Einde inhoudsopgave
Gedelegeerde Verordening (EU) 2019/715 houdende de financiële kaderregeling van de bij het VWEU en het Euratom-Verdrag opgerichte organen, bedoeld in artikel 70 van Verordening (EU, Euratom) 2018/1046 van het Europees Parlement en de Raad
Artikel 33 Opstelling van de begroting
Geldend
Geldend vanaf 11-05-2019
- Bronpublicatie:
18-12-2018, PbEU 2019, L 122 (uitgifte: 10-05-2019, regelingnummer: 2019/715)
- Inwerkingtreding
11-05-2019
- Bronpublicatie inwerkingtreding:
18-12-2018, PbEU 2019, L 122 (uitgifte: 10-05-2019, regelingnummer: 2019/715)
- Vakgebied(en)
EU-recht / Financiering
EU-recht / Instituties
1.
De begroting van het orgaan van de Unie wordt opgesteld met inachtneming van de bepalingen van het oprichtingsbesluit.
2.
In het kader van de begrotingsprocedure zal de Commissie de ramingen van de organen van de Unie aan het Europees Parlement en de Raad bezorgen en het noodzakelijk geachte bedrag van de bijdrage voor het orgaan van de Unie en aantal medewerkers voorstellen.

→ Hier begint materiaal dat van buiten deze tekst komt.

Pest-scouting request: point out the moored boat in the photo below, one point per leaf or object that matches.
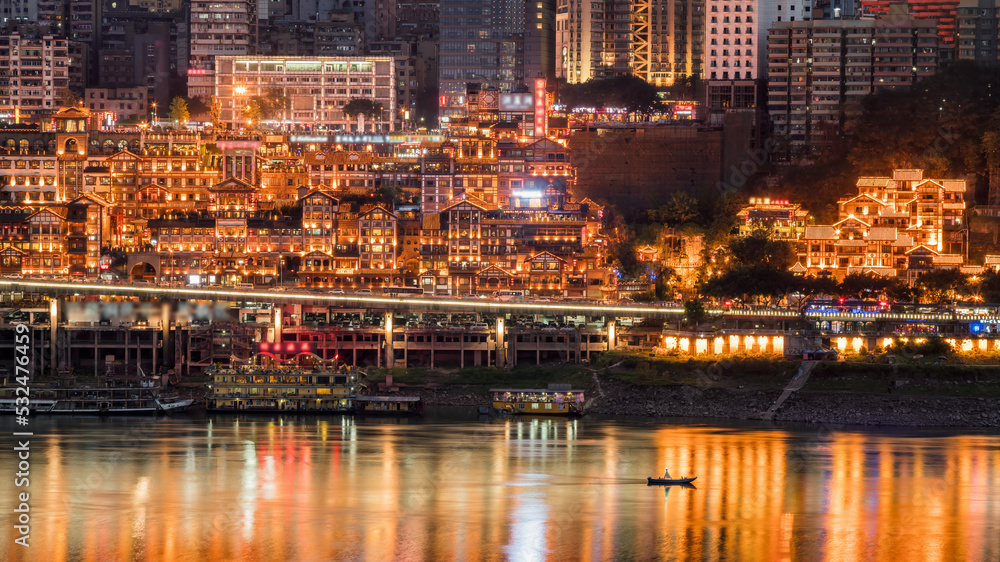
(388, 405)
(171, 404)
(284, 389)
(129, 397)
(555, 400)
(669, 481)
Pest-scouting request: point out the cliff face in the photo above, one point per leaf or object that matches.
(638, 168)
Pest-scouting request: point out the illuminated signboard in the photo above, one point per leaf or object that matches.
(385, 139)
(517, 102)
(541, 123)
(309, 138)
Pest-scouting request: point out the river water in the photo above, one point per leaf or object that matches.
(448, 487)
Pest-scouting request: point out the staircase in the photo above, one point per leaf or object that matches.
(797, 382)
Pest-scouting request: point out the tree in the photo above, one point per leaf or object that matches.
(367, 107)
(679, 209)
(631, 93)
(806, 288)
(253, 112)
(759, 249)
(68, 97)
(216, 113)
(747, 284)
(863, 285)
(694, 312)
(179, 113)
(942, 284)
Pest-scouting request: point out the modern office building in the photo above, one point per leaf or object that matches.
(315, 89)
(218, 28)
(500, 44)
(820, 70)
(942, 12)
(659, 41)
(736, 48)
(32, 70)
(978, 31)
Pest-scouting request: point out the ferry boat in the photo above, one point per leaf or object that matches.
(284, 389)
(542, 402)
(128, 396)
(388, 405)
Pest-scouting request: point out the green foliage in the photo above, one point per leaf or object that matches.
(179, 112)
(931, 347)
(945, 124)
(630, 92)
(644, 296)
(751, 283)
(863, 285)
(694, 312)
(942, 284)
(679, 209)
(759, 249)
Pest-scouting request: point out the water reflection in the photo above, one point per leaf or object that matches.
(529, 488)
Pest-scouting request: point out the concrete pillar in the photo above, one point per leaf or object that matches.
(388, 341)
(277, 320)
(165, 325)
(55, 307)
(501, 342)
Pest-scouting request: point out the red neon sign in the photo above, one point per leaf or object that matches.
(541, 125)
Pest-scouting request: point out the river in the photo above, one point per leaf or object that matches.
(451, 487)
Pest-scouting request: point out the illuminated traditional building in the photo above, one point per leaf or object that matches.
(903, 223)
(783, 220)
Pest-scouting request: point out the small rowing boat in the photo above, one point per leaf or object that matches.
(669, 481)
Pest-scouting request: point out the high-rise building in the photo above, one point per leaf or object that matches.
(736, 47)
(314, 89)
(19, 11)
(941, 11)
(85, 27)
(32, 71)
(818, 71)
(501, 44)
(659, 41)
(668, 40)
(978, 32)
(594, 39)
(218, 28)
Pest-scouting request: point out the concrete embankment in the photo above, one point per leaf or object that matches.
(840, 408)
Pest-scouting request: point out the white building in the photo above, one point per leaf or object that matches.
(315, 89)
(127, 103)
(736, 46)
(218, 28)
(31, 73)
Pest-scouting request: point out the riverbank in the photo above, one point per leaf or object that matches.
(834, 408)
(838, 393)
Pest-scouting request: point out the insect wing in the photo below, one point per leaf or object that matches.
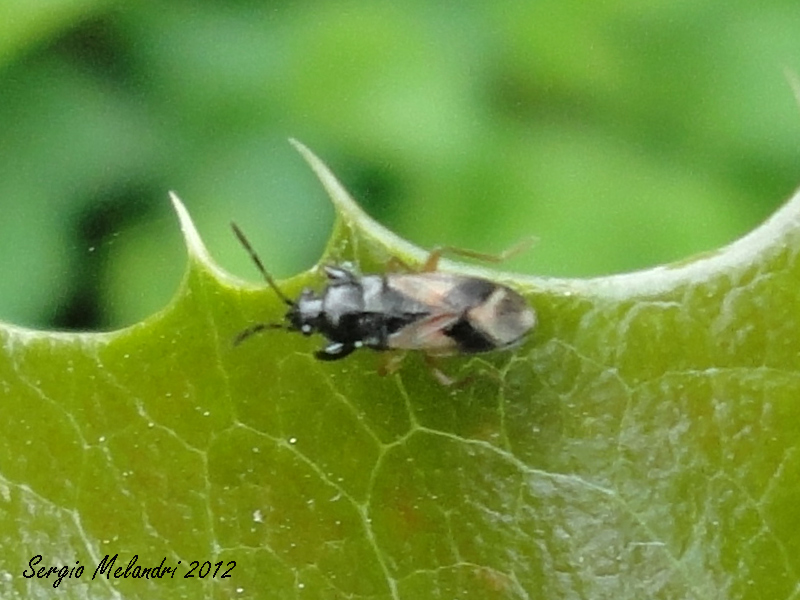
(428, 334)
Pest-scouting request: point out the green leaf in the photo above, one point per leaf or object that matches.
(642, 444)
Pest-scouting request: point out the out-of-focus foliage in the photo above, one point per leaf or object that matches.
(622, 134)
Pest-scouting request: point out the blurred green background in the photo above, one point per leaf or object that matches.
(623, 134)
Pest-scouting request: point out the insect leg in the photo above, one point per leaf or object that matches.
(391, 364)
(432, 262)
(334, 351)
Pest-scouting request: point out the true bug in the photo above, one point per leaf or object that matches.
(438, 313)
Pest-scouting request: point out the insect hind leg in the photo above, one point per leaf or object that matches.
(432, 262)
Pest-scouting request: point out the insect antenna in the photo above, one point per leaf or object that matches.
(260, 266)
(254, 329)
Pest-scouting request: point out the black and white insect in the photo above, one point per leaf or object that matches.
(438, 313)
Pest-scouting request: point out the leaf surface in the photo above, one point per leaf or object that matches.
(642, 444)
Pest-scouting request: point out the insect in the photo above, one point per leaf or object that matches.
(438, 313)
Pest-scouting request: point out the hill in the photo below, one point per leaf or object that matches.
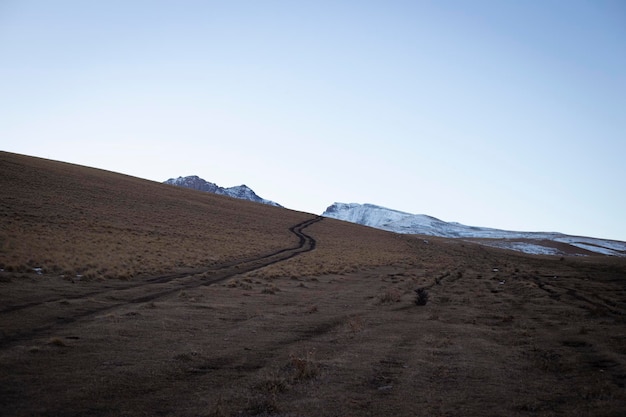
(120, 296)
(240, 191)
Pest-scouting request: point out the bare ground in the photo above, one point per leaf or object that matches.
(318, 320)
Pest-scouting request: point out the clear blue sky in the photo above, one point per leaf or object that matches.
(506, 114)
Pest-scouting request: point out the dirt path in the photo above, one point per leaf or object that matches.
(500, 335)
(22, 321)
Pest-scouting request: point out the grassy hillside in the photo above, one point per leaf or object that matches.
(156, 300)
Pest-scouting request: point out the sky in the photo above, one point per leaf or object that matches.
(495, 113)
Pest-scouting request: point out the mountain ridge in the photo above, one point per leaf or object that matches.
(544, 243)
(242, 192)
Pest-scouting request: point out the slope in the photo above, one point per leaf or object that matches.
(277, 313)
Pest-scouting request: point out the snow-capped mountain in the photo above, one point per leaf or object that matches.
(545, 243)
(242, 192)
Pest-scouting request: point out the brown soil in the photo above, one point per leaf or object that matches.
(249, 310)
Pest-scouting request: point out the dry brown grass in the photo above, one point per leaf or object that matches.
(331, 332)
(74, 220)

De Commissie zal de ontwerppersoneelsformatie van de organen van de Unie en een raming van het aantal arbeidscontractanten en gedetacheerde nationale deskundigen in voltijdequivalenten waarvoor kredieten worden voorgesteld, bezorgen zodra zij de ontwerpbegroting heeft opgesteld.
3.
Het Europees Parlement en de Raad stellen de personeelsformatie van de organen van de Unie en alle latere wijzigingen daarvan vast overeenkomstig artikel 34.
4.
Na de goedkeuring van de ontwerpbegroting door de Commissie, stelt de raad van bestuur het enkelvoudig programmeringsdocument vast. Het wordt definitief na de definitieve goedkeuring van de begroting van de Unie waarbij het bedrag van de bijdrage en de personeelsformatie worden vastgesteld. Indien nodig, worden de begroting en de personeelsformatie van het orgaan van de Unie dienovereenkomstig aangepast.
5.
Wanneer zij voorstelt nieuwe taken aan een orgaan van de Unie op te dragen, bezorgt de Commissie, onverminderd de wettelijke procedures voor de wijziging van het oprichtingsbesluit, aan het Europees Parlement en de Raad de nodige informatie om de gevolgen van de nieuwe taken voor de middelen van het orgaan van de Unie te beoordelen en zo nodig de financiering en de personeelsbezetting ervan te herzien.